There is noise and variance, but in general this seems to be the case though.
So, for a simple project we might want to measure those two properties to feed some application
with data. One might think about an automated watering for some plants on a balcony, where
the amount of water follows a function with temperature T and humidity H as parameters. Of
course, for a simple application and a one-time project, it is fine to set up two sensors and
integrate their data for example with an Arduino or some other microprocessor. In an
industrial context, where not just fun with building, but also economic aspects come into play,
one might simplify the measurement setup by removing e.g. the humidity sensor to save ressources.
But why can we do this?

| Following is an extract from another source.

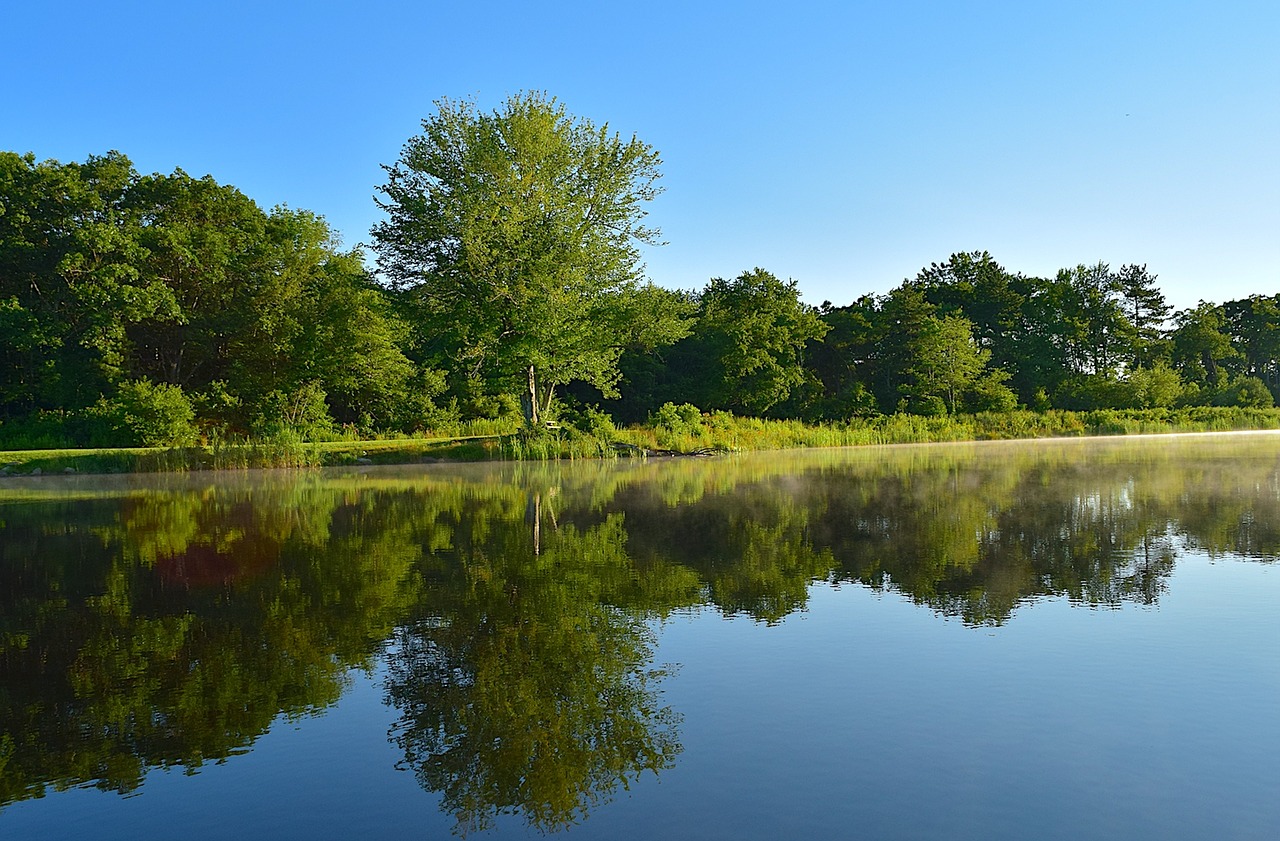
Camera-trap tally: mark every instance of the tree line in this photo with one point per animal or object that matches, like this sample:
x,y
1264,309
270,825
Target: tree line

To justify this measurement setup reduction, we need could empirically proof it.
A database of measurements describes reality and serves then as the proof for this decision, cause
one can state, that it is not necessary to have both sensors as long as there is a linear relationship.
It is neglected though, a small error between the linear model and real measurements. Either there is another
relationship on top of the major linear one, which is not catched here or it is just noise which is
neglectable as well. This then remains as an engineering task on how detailed one wants to
investigate on the subject, or just accept the reached quality as it is with a linear approach.
But how is this example now related to PCA? Well, PCA discovers this relationship and
delivers a mathematical foundation for the decision made in the previous passage. One could argue though,
that it is easy to see by just visualising the data as it is done in figure 1. This is a valid
statement, but first of all, something has to be visualized and examined manually. So for a hobby project
this is fine, but for a justification in front of colleagues or customers not. And
in case there are 10 measured features, or 100 or thousand or even more, is is
really not practicable to test all combinations and check by some kind of subjective opinion
if there is a linear relationship. The perfect relationship without any disturbances, which might just consists in
wind speed or just lightning, is shown by the red samples in figure 2.